InteractionUpdateNodeFn = Callable[..., NodeFeatures]
InteractionUpdateEdgeFn = Callable[
    [EdgeFeatures, SenderFeatures, ReceiverFeatures], EdgeFeatures]


def InteractionNetwork(
    update_edge_fn: InteractionUpdateEdgeFn,
    update_node_fn: InteractionUpdateNodeFn,
    aggregate_edges_for_nodes_fn: AggregateEdgesToNodesFn = utils.segment_sum,
    include_sent_messages_in_node_update: bool = False):
  """Returns a method that applies a configured InteractionNetwork.

  An interaction network computes interactions on the edges based on the
  previous edges features, and on the features of the nodes sending into those
  edges. It then updates the nodes based on the incoming updated edges.
  See https://arxiv.org/abs/1612.00222 for more details.

  This implementation adds an option not in https://arxiv.org/abs/1612.00222,
  which is to include edge features for which a node is a sender in the
  arguments to the node update function.

  Args:
    update_edge_fn: a function mapping a single edge update inputs to a single
      edge feature.
    update_node_fn: a function mapping a single node update input to a single
      node feature.
    aggregate_edges_for_nodes_fn: function used to aggregate messages to each
      node.
    include_sent_messages_in_node_update: pass edge features for which a node is
      a sender to the node update function.
  """
  # An InteractionNetwork is a GraphNetwork without globals features,
  # so we implement the InteractionNetwork as a configured GraphNetwork.

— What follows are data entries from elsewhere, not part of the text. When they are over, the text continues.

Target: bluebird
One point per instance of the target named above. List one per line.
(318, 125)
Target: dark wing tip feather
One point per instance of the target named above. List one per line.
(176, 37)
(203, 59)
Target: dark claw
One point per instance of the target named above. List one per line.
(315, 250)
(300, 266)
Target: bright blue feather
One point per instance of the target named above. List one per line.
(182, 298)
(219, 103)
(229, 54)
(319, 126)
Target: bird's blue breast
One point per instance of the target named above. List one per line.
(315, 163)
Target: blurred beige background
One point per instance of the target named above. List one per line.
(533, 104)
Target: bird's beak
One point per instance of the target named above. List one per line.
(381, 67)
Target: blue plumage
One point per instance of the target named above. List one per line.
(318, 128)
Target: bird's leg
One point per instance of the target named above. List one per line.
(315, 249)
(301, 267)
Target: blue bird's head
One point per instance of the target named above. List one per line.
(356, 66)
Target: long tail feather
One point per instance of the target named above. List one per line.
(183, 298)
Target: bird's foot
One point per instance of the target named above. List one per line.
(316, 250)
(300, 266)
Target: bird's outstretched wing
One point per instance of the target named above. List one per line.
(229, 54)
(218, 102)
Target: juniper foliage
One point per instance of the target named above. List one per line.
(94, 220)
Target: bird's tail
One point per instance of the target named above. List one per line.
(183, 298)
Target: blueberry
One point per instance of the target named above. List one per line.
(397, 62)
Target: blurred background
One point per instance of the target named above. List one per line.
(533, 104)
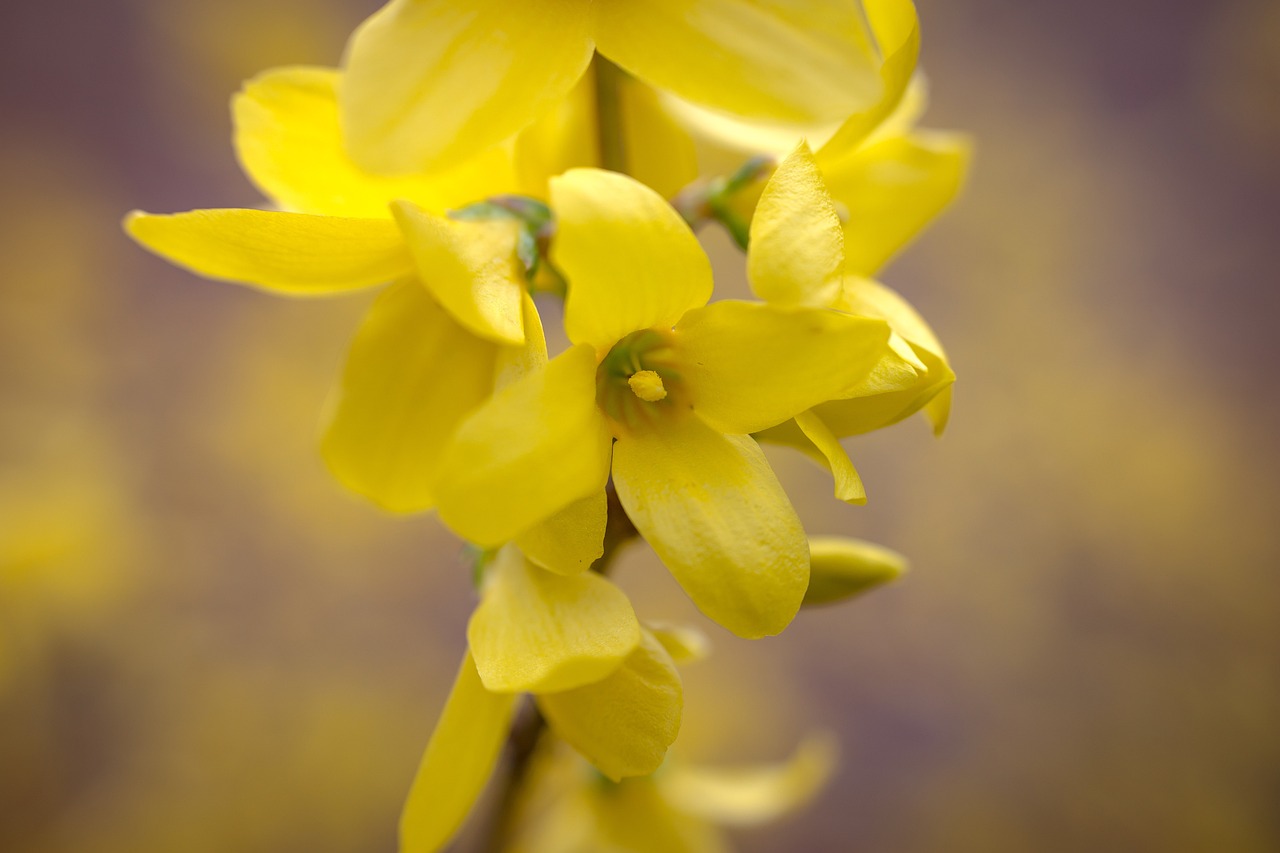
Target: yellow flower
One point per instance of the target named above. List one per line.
(662, 391)
(429, 82)
(604, 685)
(677, 810)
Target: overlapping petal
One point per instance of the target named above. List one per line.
(625, 723)
(716, 515)
(429, 82)
(411, 377)
(630, 259)
(540, 632)
(535, 447)
(286, 252)
(749, 366)
(457, 763)
(288, 140)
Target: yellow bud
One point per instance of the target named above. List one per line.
(647, 384)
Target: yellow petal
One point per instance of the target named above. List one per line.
(849, 486)
(749, 366)
(289, 142)
(841, 568)
(291, 254)
(457, 763)
(411, 377)
(752, 796)
(891, 190)
(782, 60)
(429, 82)
(712, 509)
(535, 447)
(625, 723)
(470, 268)
(631, 261)
(798, 249)
(536, 632)
(570, 541)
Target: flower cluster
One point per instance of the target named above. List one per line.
(472, 155)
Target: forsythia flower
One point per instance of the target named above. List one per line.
(604, 684)
(662, 391)
(429, 82)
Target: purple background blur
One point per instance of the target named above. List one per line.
(206, 646)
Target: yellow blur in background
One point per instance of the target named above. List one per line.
(205, 644)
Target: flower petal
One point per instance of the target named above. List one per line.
(752, 796)
(286, 252)
(411, 377)
(841, 568)
(289, 142)
(535, 447)
(570, 541)
(712, 509)
(749, 366)
(892, 190)
(782, 60)
(798, 247)
(457, 763)
(471, 268)
(429, 82)
(625, 723)
(536, 632)
(631, 261)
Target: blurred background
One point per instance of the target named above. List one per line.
(206, 646)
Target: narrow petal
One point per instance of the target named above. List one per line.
(411, 377)
(749, 366)
(849, 486)
(289, 142)
(470, 268)
(286, 252)
(625, 723)
(631, 261)
(891, 190)
(570, 541)
(712, 509)
(752, 796)
(457, 763)
(781, 60)
(798, 247)
(841, 568)
(429, 82)
(535, 447)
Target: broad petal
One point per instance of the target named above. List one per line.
(429, 82)
(749, 366)
(849, 486)
(570, 541)
(284, 252)
(625, 723)
(798, 249)
(631, 261)
(716, 515)
(781, 60)
(535, 447)
(289, 142)
(892, 190)
(457, 763)
(752, 796)
(411, 377)
(471, 268)
(536, 632)
(841, 568)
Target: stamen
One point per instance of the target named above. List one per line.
(647, 384)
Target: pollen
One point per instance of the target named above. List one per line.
(647, 384)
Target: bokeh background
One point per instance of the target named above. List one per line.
(206, 646)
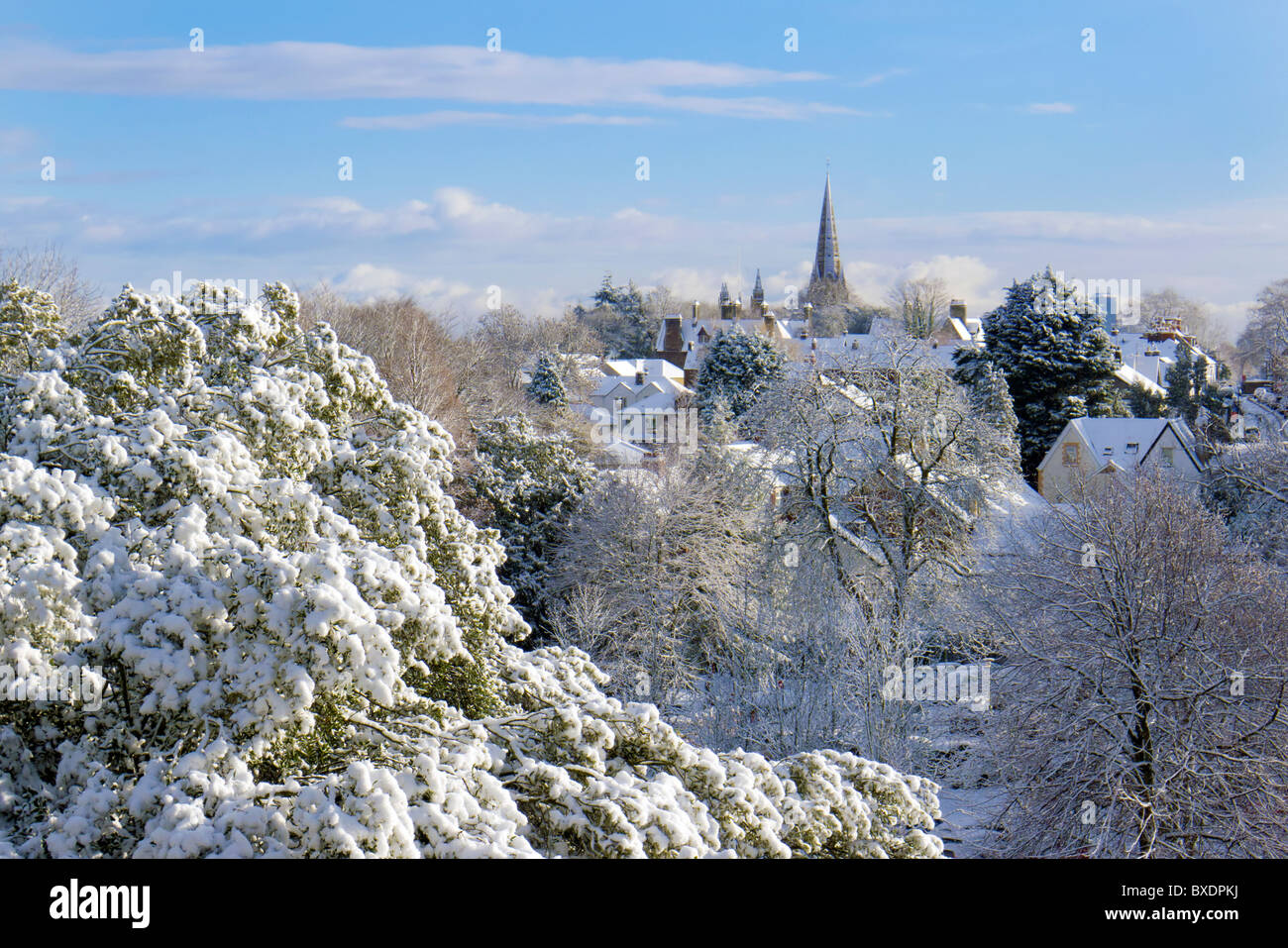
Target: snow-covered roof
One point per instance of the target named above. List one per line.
(651, 369)
(1124, 441)
(1129, 376)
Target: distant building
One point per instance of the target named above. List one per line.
(1090, 451)
(683, 343)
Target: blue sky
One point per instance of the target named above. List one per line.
(518, 167)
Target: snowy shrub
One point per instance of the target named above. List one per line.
(307, 649)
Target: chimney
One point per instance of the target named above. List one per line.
(673, 340)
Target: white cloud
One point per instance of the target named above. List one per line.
(465, 73)
(1050, 108)
(429, 120)
(877, 77)
(366, 282)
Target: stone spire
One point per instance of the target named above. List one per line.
(827, 278)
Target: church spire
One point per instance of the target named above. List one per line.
(827, 278)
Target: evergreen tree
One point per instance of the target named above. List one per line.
(1180, 386)
(1057, 361)
(992, 401)
(532, 483)
(1145, 403)
(546, 386)
(621, 320)
(737, 369)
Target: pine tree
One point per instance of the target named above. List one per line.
(1057, 361)
(1144, 403)
(992, 399)
(1180, 386)
(737, 369)
(532, 483)
(546, 386)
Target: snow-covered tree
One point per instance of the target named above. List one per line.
(531, 484)
(29, 322)
(1145, 403)
(991, 398)
(1144, 697)
(888, 466)
(735, 369)
(546, 386)
(230, 523)
(1057, 360)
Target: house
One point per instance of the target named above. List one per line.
(642, 403)
(1091, 450)
(684, 343)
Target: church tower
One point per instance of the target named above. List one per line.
(758, 299)
(728, 311)
(827, 278)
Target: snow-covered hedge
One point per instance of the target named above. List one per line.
(304, 646)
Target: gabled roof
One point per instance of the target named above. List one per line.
(1108, 438)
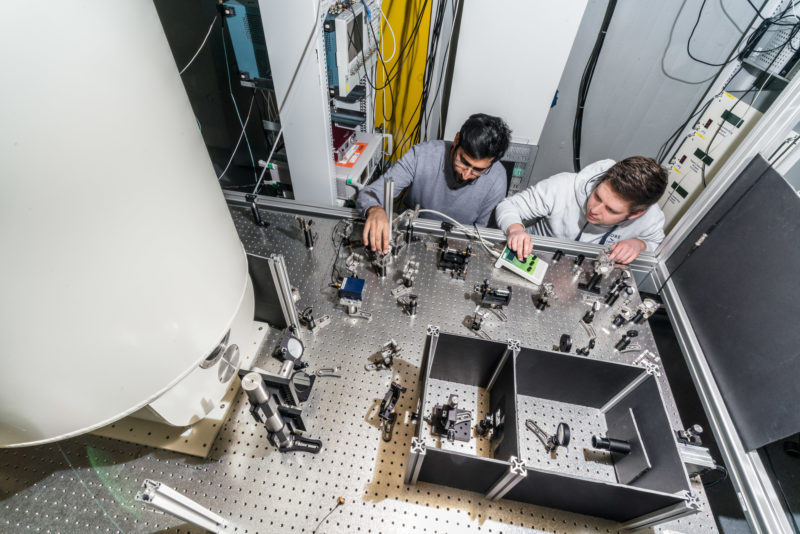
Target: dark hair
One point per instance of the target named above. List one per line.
(484, 136)
(639, 180)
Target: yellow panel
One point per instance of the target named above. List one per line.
(402, 105)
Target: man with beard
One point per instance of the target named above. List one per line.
(463, 179)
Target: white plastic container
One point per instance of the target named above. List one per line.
(120, 267)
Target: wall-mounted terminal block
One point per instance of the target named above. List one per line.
(386, 413)
(351, 297)
(314, 324)
(547, 293)
(308, 234)
(450, 421)
(385, 357)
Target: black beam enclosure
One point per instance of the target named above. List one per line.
(644, 404)
(572, 379)
(466, 360)
(462, 471)
(651, 479)
(617, 502)
(503, 396)
(268, 308)
(740, 292)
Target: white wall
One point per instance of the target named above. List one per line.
(511, 54)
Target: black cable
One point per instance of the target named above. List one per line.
(430, 60)
(397, 67)
(586, 81)
(444, 65)
(385, 71)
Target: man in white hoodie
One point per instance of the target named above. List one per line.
(606, 203)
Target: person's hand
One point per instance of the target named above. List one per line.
(376, 230)
(519, 241)
(626, 251)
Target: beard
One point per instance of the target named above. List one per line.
(453, 179)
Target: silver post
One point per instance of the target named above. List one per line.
(388, 204)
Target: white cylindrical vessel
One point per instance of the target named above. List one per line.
(121, 269)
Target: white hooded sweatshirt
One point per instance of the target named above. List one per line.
(558, 206)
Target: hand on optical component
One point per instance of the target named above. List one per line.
(626, 251)
(376, 230)
(519, 241)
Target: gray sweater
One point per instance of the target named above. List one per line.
(427, 169)
(558, 205)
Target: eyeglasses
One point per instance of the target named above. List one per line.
(466, 168)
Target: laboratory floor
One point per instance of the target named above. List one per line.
(88, 484)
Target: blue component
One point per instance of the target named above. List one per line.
(247, 37)
(352, 288)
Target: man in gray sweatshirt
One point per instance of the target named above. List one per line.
(463, 179)
(606, 203)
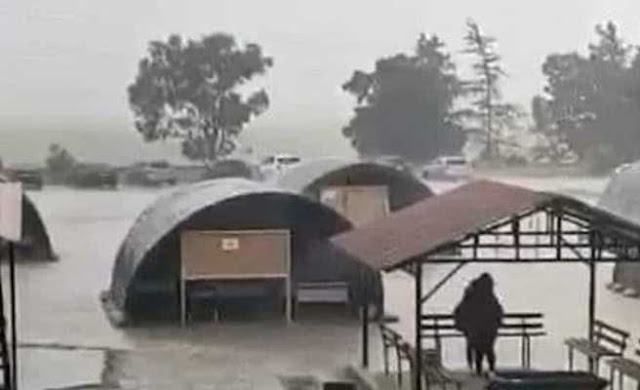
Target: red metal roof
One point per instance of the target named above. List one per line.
(421, 228)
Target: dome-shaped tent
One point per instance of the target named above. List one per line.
(144, 282)
(311, 177)
(36, 244)
(622, 197)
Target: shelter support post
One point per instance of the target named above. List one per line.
(289, 299)
(418, 322)
(14, 316)
(183, 298)
(595, 253)
(288, 283)
(365, 333)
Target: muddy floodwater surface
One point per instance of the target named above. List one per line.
(67, 340)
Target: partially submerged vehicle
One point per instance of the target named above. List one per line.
(31, 178)
(151, 174)
(274, 165)
(448, 168)
(233, 167)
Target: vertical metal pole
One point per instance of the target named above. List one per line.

  # An InteractionNetwork edge function does not have global feature inputs,
  # so we filter the passed global argument in the GraphNetwork.
  wrapped_update_edge_fn = lambda e, s, r, g: update_edge_fn(e, s, r)

  # Similarly, we wrap the update_node_fn to ensure only the expected
  # arguments are passed to the Interaction net.
  if include_sent_messages_in_node_update:
    wrapped_update_node_fn = lambda n, s, r, g: update_node_fn(n, s, r)
  else:
    wrapped_update_node_fn = lambda n, s, r, g: update_node_fn(n, r)
  return GraphNetwork(
      update_edge_fn=wrapped_update_edge_fn,
      update_node_fn=wrapped_update_node_fn,
      aggregate_edges_for_nodes_fn=aggregate_edges_for_nodes_fn)


# Signature:
# edge features -> embedded edge features
EmbedEdgeFn = Callable[[EdgeFeatures], EdgeFeatures]

# Signature:
# node features -> embedded node features
EmbedNodeFn = Callable[[NodeFeatures], NodeFeatures]

# Signature:
# globals features -> embedded globals features
EmbedGlobalFn = Callable[[Globals], Globals]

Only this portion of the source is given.